Bob Bronzan (87) football coach who coached Bill Walsh (who led the San Francisco '49ers to three NFL championships) and Dick Vermeil (who led the St. Louis Rams to a Super Bowl victory in January 2000) at San Jose State before becoming the school's athletic director. Bronzan was a football player and a professor during portions of 50 years at San Jose State, including seven seasons as the Spartans' head coach. He died in Lincoln, California on December 10, 2006.
Federico Crescentini (24) international football player and defender who made six appearances for the national San Marino team, most recently coming on as a substitute in the UEFA EURO 2008 qualifiers against the Republic of Ireland and the Czech Republic. Crescentini drowned while attempting to save a friend during his vacation in Acapulco, Mexico on December 15, 2006.
Lamar Hunt (74) pro sports visionary who owned the Kansas City Chiefs and came up with the term "Super Bowl." The son of Texas oilman H. L. Hunt, Lamar Hunt was a founder of the American Football League and one of the driving forces behind the AFL-NFL merger. He died of prostate cancer in Dallas, Texas on December 13, 2006.
Willie Posey (26) bodyguard for troubled Chicago Bears football defensive tackle Tank Johnson. Posey was recently arrested on a count of felony cannabis possession but was released after posting the $10,000 bond set by a Lake County (Ill.) Circuit judge. Posey had been scheduled to return to court on December 21. He was shot to death at a nightclub in Chicago, Illinois on December 16, 2006.
Clay Regazzoni (67) Italian former motor racing driver, one of the most admired competitors on the Grand Prix circuit in the '70s. Regazzoni's career came to a premature end in 1980 when the brakes on his Ensign failed during the American Grand Prix at Long Beach, California. He crashed into a concrete barrier, suffering serious spinal injuries and for the rest of his life was confined to a wheelchair. He was killed in a head-on collision with a truck near Parma, Italy on December 15, 2006.

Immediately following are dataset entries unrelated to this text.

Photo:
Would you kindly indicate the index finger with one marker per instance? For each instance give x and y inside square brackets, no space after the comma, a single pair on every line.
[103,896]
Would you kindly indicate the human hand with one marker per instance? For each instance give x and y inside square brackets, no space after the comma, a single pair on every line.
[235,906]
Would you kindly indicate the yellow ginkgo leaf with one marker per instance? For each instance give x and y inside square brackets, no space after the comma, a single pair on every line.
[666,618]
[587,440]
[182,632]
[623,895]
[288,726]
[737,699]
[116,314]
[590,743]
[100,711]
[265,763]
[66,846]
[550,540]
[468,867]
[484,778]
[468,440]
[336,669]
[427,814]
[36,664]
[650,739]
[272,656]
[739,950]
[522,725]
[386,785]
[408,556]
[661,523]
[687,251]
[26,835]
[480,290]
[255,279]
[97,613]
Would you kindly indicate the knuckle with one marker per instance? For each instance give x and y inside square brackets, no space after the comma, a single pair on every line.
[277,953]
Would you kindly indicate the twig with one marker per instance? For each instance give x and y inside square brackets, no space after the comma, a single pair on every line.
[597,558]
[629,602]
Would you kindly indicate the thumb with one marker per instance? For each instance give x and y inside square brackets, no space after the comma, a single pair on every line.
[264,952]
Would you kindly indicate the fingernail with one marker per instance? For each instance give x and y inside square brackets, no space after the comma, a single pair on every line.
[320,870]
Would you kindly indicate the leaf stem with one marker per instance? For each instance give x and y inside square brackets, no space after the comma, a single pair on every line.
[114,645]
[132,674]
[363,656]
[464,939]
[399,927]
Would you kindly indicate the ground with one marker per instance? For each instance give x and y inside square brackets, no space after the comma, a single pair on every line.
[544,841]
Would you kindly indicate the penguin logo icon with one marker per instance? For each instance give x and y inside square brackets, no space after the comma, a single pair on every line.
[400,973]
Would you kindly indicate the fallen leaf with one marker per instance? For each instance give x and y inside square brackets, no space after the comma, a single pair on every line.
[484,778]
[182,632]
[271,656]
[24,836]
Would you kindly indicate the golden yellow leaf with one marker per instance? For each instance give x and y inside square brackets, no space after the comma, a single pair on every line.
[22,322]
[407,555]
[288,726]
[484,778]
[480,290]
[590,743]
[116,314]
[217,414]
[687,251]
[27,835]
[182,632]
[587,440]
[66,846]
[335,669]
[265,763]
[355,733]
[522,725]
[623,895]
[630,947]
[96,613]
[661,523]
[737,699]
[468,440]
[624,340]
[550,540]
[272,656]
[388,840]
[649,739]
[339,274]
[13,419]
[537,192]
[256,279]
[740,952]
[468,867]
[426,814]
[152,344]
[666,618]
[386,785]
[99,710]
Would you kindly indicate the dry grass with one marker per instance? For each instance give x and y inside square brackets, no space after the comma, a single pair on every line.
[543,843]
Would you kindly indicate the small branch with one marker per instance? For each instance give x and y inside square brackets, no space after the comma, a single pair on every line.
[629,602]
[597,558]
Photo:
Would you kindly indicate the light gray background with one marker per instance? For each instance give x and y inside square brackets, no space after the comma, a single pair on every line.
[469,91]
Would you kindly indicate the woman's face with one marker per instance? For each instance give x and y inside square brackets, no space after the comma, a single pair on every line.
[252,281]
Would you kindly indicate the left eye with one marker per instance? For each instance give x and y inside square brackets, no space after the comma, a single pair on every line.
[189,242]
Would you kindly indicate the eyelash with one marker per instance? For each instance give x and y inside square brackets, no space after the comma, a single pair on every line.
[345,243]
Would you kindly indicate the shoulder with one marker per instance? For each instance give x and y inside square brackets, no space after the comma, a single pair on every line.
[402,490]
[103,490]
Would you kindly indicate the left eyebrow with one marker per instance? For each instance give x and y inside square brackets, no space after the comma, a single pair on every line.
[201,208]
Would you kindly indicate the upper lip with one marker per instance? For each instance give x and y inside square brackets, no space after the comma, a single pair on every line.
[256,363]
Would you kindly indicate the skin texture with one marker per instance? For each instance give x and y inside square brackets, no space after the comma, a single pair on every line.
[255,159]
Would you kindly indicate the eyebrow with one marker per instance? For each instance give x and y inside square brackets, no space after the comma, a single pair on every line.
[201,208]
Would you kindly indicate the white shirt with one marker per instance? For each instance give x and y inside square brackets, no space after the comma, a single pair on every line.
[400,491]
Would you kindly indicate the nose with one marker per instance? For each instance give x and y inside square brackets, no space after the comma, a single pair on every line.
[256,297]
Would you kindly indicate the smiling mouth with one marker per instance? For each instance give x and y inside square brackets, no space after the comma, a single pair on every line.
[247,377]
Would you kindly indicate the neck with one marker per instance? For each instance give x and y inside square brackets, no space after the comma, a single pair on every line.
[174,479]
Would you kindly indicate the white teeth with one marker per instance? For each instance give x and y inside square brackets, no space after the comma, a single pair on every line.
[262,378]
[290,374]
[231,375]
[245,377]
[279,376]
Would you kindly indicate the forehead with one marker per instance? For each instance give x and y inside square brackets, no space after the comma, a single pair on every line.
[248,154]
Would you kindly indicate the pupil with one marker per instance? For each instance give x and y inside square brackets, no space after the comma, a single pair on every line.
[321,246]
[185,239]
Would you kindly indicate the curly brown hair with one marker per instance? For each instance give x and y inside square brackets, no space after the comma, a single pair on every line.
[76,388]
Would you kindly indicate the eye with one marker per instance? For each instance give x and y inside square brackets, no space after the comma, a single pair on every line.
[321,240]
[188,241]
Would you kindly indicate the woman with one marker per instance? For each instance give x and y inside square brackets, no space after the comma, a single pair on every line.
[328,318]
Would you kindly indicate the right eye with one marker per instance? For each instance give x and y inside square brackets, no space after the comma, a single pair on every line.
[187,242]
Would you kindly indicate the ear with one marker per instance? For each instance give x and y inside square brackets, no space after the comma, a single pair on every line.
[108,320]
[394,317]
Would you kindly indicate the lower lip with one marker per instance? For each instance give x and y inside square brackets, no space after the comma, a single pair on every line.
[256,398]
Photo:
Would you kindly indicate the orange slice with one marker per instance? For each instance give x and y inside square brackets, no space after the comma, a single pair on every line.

Alessio Ferramosca & Riccardo Neri (both 17) youth players for the Italian football team and club Juventus FC, set to play in the game against Cesena in Italy's Series B this month. They were found drowned in a deep artificial lake, where they had been trying to retrieve a ball, near the club in Turin, Italy on December 15, 2006.

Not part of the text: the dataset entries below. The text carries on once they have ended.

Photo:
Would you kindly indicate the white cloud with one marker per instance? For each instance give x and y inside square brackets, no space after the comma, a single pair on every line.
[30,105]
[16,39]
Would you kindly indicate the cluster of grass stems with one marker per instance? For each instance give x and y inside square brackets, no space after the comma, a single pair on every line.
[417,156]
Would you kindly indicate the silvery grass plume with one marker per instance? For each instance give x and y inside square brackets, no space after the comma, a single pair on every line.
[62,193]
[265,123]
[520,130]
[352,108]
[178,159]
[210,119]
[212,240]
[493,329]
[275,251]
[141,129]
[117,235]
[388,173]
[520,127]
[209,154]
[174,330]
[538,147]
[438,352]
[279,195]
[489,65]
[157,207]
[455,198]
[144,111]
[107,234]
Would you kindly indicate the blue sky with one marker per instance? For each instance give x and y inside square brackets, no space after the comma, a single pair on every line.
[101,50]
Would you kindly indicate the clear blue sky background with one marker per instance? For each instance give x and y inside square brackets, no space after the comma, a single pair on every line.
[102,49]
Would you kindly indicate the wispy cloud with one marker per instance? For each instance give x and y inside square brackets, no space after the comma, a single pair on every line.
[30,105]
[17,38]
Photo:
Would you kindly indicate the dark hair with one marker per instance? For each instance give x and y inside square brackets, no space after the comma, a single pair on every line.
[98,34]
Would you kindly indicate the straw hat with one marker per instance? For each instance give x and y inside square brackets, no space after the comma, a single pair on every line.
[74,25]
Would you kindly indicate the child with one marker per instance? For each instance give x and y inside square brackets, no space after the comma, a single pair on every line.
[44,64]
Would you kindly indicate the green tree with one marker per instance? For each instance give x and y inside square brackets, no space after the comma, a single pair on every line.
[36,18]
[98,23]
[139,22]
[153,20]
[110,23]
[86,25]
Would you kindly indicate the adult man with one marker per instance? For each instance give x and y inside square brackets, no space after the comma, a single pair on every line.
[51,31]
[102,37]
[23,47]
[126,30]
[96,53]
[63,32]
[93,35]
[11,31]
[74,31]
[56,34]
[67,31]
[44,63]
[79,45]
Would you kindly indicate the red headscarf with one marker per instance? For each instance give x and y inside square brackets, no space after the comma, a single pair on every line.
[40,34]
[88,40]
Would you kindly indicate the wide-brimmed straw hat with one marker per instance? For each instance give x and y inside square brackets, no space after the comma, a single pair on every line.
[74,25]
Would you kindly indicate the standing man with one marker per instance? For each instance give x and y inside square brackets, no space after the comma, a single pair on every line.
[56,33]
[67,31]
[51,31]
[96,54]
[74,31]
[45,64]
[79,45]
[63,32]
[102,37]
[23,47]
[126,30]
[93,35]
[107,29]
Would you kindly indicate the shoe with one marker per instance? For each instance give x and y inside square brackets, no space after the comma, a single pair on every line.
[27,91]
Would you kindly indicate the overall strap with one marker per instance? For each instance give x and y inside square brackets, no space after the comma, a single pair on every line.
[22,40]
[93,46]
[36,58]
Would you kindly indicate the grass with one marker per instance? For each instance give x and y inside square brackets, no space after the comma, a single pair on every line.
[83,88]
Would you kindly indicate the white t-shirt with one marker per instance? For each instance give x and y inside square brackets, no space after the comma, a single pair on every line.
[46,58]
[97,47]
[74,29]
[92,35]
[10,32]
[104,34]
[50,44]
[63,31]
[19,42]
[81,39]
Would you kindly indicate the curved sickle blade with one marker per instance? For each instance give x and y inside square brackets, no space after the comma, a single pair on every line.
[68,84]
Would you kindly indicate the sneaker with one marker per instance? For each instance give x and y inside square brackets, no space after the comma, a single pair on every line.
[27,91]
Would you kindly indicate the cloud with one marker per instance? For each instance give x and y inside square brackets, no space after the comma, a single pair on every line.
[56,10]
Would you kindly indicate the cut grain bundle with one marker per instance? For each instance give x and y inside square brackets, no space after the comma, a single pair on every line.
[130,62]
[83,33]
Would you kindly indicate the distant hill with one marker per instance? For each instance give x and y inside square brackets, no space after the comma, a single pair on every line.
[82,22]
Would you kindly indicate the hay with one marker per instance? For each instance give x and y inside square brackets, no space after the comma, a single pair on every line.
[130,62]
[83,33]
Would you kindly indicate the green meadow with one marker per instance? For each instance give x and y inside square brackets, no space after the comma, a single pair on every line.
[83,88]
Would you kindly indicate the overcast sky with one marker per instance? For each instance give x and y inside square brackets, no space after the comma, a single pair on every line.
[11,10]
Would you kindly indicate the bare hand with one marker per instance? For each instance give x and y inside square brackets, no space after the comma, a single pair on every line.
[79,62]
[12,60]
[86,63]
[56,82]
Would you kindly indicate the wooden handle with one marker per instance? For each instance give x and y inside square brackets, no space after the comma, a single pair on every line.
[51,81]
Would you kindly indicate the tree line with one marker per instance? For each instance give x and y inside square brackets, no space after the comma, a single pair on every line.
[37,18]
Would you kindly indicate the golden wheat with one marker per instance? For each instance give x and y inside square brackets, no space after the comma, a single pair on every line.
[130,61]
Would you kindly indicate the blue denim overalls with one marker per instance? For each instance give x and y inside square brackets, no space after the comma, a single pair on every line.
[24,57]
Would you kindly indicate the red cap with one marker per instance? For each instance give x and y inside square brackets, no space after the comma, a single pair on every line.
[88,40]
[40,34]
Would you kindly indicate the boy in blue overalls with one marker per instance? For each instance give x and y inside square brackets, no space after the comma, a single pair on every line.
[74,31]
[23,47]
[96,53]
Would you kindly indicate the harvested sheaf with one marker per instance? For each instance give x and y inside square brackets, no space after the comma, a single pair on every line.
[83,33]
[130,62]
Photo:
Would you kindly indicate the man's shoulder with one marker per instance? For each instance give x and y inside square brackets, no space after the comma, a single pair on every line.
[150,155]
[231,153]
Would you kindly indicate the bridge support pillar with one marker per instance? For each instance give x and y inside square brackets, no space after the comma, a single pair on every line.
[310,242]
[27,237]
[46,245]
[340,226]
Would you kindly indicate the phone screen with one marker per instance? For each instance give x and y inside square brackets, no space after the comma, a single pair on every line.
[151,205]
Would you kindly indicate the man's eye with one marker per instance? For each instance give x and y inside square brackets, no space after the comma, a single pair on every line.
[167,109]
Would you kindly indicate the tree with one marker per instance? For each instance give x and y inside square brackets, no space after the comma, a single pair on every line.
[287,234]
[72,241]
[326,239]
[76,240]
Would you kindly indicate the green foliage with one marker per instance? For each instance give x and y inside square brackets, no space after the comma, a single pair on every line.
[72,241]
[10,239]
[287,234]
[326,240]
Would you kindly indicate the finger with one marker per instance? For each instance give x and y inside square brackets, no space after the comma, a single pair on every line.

Flint ("Scotty") Schulhofer (80) Hall of Fame horse trainer who saddled two Belmont Stakes winners during a 40-year career. Schulhofer won the 1993 Belmont with Colonial Affair and sent out Lemon Drop Kid to win the '99 Belmont. He retired in 2001 with 1,119 victories from 7,157 starters, and his horses earned purses totaling more than $52 million. Schulhofer died of cancer in Miami, Florida on December 14, 2006.
Sarah Steele (28) women's volleyball coach at Tri-State University. Steele's team was 20-36 in her two seasons as coach. She had no previously known health problems but was found dead by her roommate in the apartment they shared in Angola, Indiana on December 11, 2006.
Cecil Travis (93) Washington Senators infielder, one of baseball’s leading hitters of the ’30s and early ’40s. A left-handed line-drive hitter, Travis batted over .300 in seven of his first eight full seasons and was a three-time All-Star. World War II interrupted his career, and he never regained his pre-war form. He died of congestive heart failure in Riverdale, Georgia on December 16, 2006.